The extent of South Yorkshire Police’s attempts to smear Liverpool supporters in the aftermath of Hillsborough is now much better understood, following the recent publication of the Hillsborough Independent Panel’s report into the disaster.
In an earlier blogpost I wrote about how the panel’s easily-searchable database of papers shows how elements within the police used the media to do this. I’ve now come across another fascinating and shocking document, which hints at how desperate the police were to blame fans for the tragedy.
Within two months of Hillsborough, DI Alan King of South Yorkshire Police had compiled a 204-page dossier described as a “Report, statements and documents showing behaviour of Liverpool fans before, during and after the Disaster.” In essence, it was an attempt to show that Liverpool supporters were in the habit of arriving late for matches, many of them without tickets, and that this had happened again at Hillsborough.
The most striking paragraph was 4.2, which discussed the behaviour of Everton fans before their semi-final with Norwich, which took place on the same day as Hillsborough.

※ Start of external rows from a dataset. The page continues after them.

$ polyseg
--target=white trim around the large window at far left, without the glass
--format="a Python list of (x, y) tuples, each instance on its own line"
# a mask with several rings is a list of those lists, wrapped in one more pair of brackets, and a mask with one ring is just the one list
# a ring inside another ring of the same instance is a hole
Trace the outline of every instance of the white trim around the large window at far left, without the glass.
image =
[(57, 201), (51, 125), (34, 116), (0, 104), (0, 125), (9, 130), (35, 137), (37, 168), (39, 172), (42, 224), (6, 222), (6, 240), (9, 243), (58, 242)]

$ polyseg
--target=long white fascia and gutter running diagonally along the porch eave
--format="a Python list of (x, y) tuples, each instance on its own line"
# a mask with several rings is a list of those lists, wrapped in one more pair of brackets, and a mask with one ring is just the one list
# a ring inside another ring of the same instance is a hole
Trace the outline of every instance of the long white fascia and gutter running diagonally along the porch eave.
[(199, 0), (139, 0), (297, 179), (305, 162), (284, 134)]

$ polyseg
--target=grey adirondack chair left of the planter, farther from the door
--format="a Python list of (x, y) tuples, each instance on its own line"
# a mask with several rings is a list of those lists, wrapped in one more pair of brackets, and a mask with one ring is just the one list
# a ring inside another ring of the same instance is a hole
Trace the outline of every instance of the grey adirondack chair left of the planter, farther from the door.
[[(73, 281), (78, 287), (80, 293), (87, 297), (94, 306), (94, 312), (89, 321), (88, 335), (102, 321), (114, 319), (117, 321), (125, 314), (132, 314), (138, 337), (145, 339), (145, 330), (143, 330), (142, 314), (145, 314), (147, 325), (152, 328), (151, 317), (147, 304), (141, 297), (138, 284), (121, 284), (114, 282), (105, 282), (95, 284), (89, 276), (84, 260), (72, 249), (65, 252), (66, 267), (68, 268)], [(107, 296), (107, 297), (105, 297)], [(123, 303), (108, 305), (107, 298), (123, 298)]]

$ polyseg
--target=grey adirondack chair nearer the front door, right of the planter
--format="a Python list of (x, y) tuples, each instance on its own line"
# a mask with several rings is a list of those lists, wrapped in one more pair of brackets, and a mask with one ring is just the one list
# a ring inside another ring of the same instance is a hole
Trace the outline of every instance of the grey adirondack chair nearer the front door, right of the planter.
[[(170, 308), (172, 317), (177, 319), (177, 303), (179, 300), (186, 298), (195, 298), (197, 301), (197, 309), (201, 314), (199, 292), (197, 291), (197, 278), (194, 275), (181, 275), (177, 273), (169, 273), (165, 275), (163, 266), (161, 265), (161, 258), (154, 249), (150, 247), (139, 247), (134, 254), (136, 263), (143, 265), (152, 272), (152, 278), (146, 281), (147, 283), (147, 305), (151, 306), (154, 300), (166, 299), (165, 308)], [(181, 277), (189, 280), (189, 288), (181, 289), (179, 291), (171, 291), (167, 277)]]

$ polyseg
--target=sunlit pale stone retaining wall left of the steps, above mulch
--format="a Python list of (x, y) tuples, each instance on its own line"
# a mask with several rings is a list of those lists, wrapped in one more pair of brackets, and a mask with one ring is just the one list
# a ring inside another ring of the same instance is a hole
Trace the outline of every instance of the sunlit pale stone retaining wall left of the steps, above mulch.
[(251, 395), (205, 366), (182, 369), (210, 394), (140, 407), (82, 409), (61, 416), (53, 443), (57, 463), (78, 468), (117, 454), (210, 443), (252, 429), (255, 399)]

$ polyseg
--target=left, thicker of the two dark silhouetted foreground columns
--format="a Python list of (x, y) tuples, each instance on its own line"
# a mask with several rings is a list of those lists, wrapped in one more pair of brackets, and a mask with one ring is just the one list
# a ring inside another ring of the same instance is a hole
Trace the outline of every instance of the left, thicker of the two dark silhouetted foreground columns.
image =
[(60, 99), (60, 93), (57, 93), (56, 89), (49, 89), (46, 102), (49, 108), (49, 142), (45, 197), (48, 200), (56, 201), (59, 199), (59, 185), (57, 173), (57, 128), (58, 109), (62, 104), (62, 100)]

DI King noted: “…the Everton supporters behaviour at Villa Park shows a remarkable coincidence with the Liverpool supporters at Hillsborough which may indicate some Liverpool characteristic.” (my emphasis)
Even allowing for all the details within the Hillsborough archive, I thought this comment was particularly stunning.
King’s report was weak in terms of direct evidence. It began by offering a selection of accounts from other police forces of previous all-ticket away matches involving Liverpool, in which groups of ticketless fans had sometimes been admitted (after paying on the gate) in order to prevent crowd trouble.
King glossed over the 25 reports of ticket-related misbehaviour filed by officers at Hillsborough as “only the tip of the iceberg” and asserted that future reports by officers, still being processed, would “no doubt contain a lot of similar material”. There were also statements outlining what can only be described as pub gossip about what individual Liverpool fans were saying about their plans for getting into the game.
King also stated: “Given the opportunity to read and study the many civilian statements taken by the West Midlands Investigation Team, it may be that the evidence to hand could be enhanced further.” (my emphasis) It all offers another sobering insight into the mindset of senior figures within South Yorkshire Police in the weeks following the disaster.